(This was the first course I attended which really helped me learn how to use the Unix shell)

Adam Sorbie

Table of Contents

Unix_shell_course-2020-02-14

Short Unix shell course Feb 2020 - Haller Lab

Installation instructions

To take part in this course you need to have a Unix/Linux bash shell installed on your computer. Luckily Windows 10 has made this so much easier than it used to be and you can run an almost complete Linux subsystem on your windows PC.

Open a powershell (search for powershell in the search bar) as an administrator (right click on the program) and copy and paste the following command:

Enable-WindowsOptionalFeature -Online -FeatureName Microsoft-Windows-Subsystem-Linux

You will then be prompted to restart your computer. After booting up again, open the Microsoft store app and search for your preferred linux distribution. We will be using Ubuntu for this course, so I would suggest using that but if you want to use another one that's also ok.

Once installed, open the terminal and provide a username and password. To download the contents of this course type or copy paste the following into your terminal (recommended that you do this on the day/night before as it is liable to change):

git clone https://github.com/adamsorbie/unix_shell_course-2020-02-14.git

if that doesn't work then you may need to install git first, you can do this by typing:

sudo apt update

followed by:

sudo apt install git

then repeat the above command.

Background

In this short course you will learn the very basics of how to use the Unix shell. Most tools used in Bioinformatics are written for command line use and understanding how to use the shell will allow you to use these tools in your own research. Additionally, knowing a little bit of bash scripting is very helpful for automating annoying, repetitive tasks and can help make your analyses more reproducible.

Course conventions

  • Anytime you see a path with yourusername in it e.g. /home/yourusername please replace "yourusername" with the username you chose for yourself during the installation.
  • If you have any questions or something isn't working, you can interrupt me at any time to ask.

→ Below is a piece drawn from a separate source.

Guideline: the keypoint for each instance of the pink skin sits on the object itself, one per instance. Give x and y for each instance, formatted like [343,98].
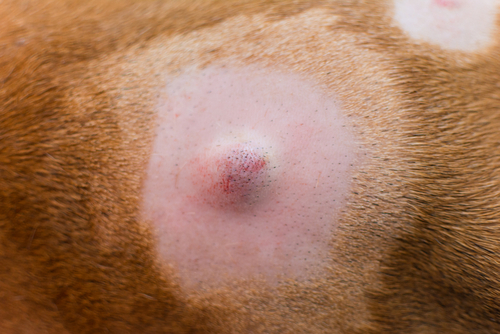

The basic anatomy of a command line call

Running a tool in the command line follows a simple pattern. At first you have to write the name of the command. Some command line tools require additional parameters. While the parameters are the requirement of the program the actual values we give are called arguments. There are two different ways how to pass those arguments to a program - via keyword parameters (also called named keywords, flags or options) or via positional parameters. The common pattern looks like this (<> indicates required items, [] indicates optional items):

<program name> [keyword parameters] [positional parameters]

An example is calling the program ls which lists the content of a directory. You can call it without any argument

$ ls

or with one or more keyword arguments

$ ls -l
$ ls -lh

or with one or more positional arguments

$ ls test_folder

or with both keyword and positional arguments

$ ls -l test_folder

The output of a command is written usually to the so called standard output of the shell which is shown on the screen when you call the command.

How to get help

Perhaps the most important command to know, although not particularly helpful if you don't understand anything yet, is man which stands for manual. Most commands have a manual and man allows you to read those. Reading the manual should tell you what the command does and how to use it. For example, to get the man of ls type

$ man ls

To close the manual use q. Note some tools may offer help in a different way, common ones are -h, -help or --help. For example cd:

$ cd --help

Tab Completion

One of the most useful things about bash is tab completion. Pressing Tab after typing the first few letters of a command/file/folder will autocomplete it. Be aware that if there are multiple commands or files starting with the same few letters then the bash shell will not know which one to choose. You can double press to reveal all of the options or just continue typing until the name is unique. Programmers are lazy, be lazy too.

  • Tab - extend commands and file/folder names

Type the following and press tab to see how it works

$ ls un

If you have downloaded the course folder it should auto-complete to:

$ ls unix_shell_course-2020-02-14/

Files, folders, locations

Topics:

  • ls
  • pwd
  • cd
  • mkdir
  • Relative vs. absolute path
  • ~/

In this part you will learn how to navigate through the Unix file system.

Firstly, it always useful to know where we are. When you open a new terminal you should be in your home directory. To test this, call the program pwd which stands for print working directory.

$ pwd
/home/adamsorbie

On WSL, the output of pwd should be /home/username, yours may differ slightly however. The next command we need is ls. This command simply lists the contents of a folder. If you call it without any arguments it will output the content of the current folder.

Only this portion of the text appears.